Proposition H, which passed 53 percent to 47 percent, was prompted by a dramatic drop in the inflation rate over the past eight years, below the 4 percent minimum.
Adjustments Based on Cost of Living
The five member board set the new rate at 60 percent of the most recent CPI rate available. Future rental rate adjustments based on the CPI will be made each March 1.
Any 30-day notices of 4 percent increases sent out after November 8 must be changed to the 1.6 percent rate, said Joseph Grubb, executive director of the rent control board
He said that landlords will be allowed to revise any 4 percent rent increase sent out in the past 30 days to the 1.6 percent rate without the board’s voiding the increase and forcing the landlord to start over again with a new 30-day notice.
“It is crucial that landlords understand the new change,” Grubb said, “because any increase over the 1.6 rate made after December 8 can later be ruled null and void and could cost the landlord tens of thousands of dollars in rebated rent if the illegal increase is discovered several years later – even if the initial illegal increase was an innocent mistake.”

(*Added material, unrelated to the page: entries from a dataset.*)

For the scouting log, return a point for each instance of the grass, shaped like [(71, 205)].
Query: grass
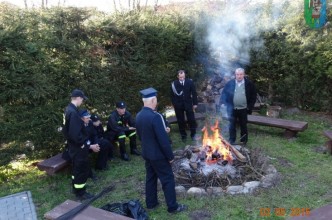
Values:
[(306, 179)]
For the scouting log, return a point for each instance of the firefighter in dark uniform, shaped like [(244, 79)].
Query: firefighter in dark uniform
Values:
[(78, 145), (184, 100), (101, 161), (103, 142), (157, 153), (121, 125)]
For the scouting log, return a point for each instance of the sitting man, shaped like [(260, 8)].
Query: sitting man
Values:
[(103, 148), (121, 124), (103, 142)]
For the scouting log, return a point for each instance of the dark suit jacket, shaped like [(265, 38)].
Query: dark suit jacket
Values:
[(188, 98)]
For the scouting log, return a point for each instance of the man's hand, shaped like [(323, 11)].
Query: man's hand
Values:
[(95, 147)]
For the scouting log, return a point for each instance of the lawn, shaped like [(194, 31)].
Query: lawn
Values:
[(306, 179)]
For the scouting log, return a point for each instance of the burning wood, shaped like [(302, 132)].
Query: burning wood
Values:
[(217, 148)]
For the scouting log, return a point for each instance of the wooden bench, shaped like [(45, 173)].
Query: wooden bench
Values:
[(291, 127), (328, 143), (53, 164), (87, 214), (198, 116)]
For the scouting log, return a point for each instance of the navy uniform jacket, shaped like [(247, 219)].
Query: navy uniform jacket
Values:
[(227, 95), (92, 133), (74, 130), (117, 123), (151, 131), (188, 98)]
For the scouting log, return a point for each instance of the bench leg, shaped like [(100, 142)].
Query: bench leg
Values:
[(328, 145), (289, 134)]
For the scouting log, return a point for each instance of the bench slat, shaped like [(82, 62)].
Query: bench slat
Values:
[(53, 164), (328, 134), (198, 116), (278, 122), (87, 214)]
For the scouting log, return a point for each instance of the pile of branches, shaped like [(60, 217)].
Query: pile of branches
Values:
[(194, 177)]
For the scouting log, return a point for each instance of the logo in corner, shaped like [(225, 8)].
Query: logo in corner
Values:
[(315, 13)]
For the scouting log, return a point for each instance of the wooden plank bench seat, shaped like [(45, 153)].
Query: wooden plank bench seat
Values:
[(328, 143), (198, 116), (87, 214), (291, 127), (53, 164)]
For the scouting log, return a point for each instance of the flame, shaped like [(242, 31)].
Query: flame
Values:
[(215, 144)]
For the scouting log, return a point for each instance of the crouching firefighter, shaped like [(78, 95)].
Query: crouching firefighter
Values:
[(121, 125)]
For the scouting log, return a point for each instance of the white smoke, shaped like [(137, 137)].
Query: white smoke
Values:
[(232, 34)]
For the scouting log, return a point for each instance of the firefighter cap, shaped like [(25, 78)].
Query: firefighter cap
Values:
[(78, 93), (149, 92), (84, 113), (95, 118), (120, 104)]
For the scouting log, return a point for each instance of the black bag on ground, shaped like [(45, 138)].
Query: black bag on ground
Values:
[(132, 209)]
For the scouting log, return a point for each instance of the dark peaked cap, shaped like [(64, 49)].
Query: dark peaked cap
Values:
[(78, 93), (149, 92)]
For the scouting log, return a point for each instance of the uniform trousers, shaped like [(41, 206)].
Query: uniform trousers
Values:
[(241, 116), (80, 168), (179, 113), (121, 138), (106, 148), (161, 169)]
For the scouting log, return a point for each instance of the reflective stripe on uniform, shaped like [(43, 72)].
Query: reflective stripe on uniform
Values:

“We’ve had cases like that,” he said. “The rent law requires that an illegal rent increase can be declared null and void and the whole amount of the snowballing increases for all of the years must be returned.”

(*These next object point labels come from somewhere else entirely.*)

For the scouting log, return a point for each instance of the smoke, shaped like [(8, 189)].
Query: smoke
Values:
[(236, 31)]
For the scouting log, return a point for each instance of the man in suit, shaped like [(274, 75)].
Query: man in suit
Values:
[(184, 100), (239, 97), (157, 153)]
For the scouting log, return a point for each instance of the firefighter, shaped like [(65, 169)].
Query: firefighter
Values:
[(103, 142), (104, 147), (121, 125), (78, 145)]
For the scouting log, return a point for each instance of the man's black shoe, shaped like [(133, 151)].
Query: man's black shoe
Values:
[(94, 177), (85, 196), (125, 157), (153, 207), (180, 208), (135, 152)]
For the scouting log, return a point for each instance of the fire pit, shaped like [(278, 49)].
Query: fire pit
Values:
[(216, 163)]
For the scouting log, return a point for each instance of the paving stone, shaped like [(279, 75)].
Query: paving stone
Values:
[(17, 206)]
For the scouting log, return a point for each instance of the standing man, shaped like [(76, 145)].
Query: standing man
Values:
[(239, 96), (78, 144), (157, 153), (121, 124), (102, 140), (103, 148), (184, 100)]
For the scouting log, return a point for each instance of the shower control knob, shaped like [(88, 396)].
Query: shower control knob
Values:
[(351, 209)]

Grubb said any landlord or tenant with questions should call the board’s hotline at 703-6820.
Seventy percent of San Franciscans are renters, but only an estimated 50 percent live in rent-controlled housing covered by the change. Subsidized housing, rentals constructed since 1979 and owner-occupied buildings with four units or fewer are not rent controlled.
New Rate Structure a “Welcome Relief”
“This change is a welcome relief, especially for seniors on fixed incomes,” said Randy Shaw, head of the Tenderloin Housing Clinic and one of the authors of Proposition H. Shaw noted that social security increases were only 3 percent this year.
“I think that’s one of the reasons why this measure passed. People said, “Why should landlords get double the inflation rate,'” he said, noting that Proposition H was the first tenant-sponsored ballot measure to pass in San Francisco.
But Joe Bravo, president of the San Francisco Apartment Association, said that his group will probably file a lawsuit to challenge the legality of the measure.
“Unfortunately, the rent board made the change effective immediately rather than waiting until March when the rent control law mandates rental rate adjustments,” Bravo said. “We think their interpretation is wrong, and it denies landlords the 4 percent rent increase due them for December, January and February.”
He said that until yesterday his association was willing to let the law stand. “But now, with this action by the board,” Bravo said, many landlords are saying, ‘Enough is enough.’ This give impetus to a lawsuit challenging Proposition H itself.”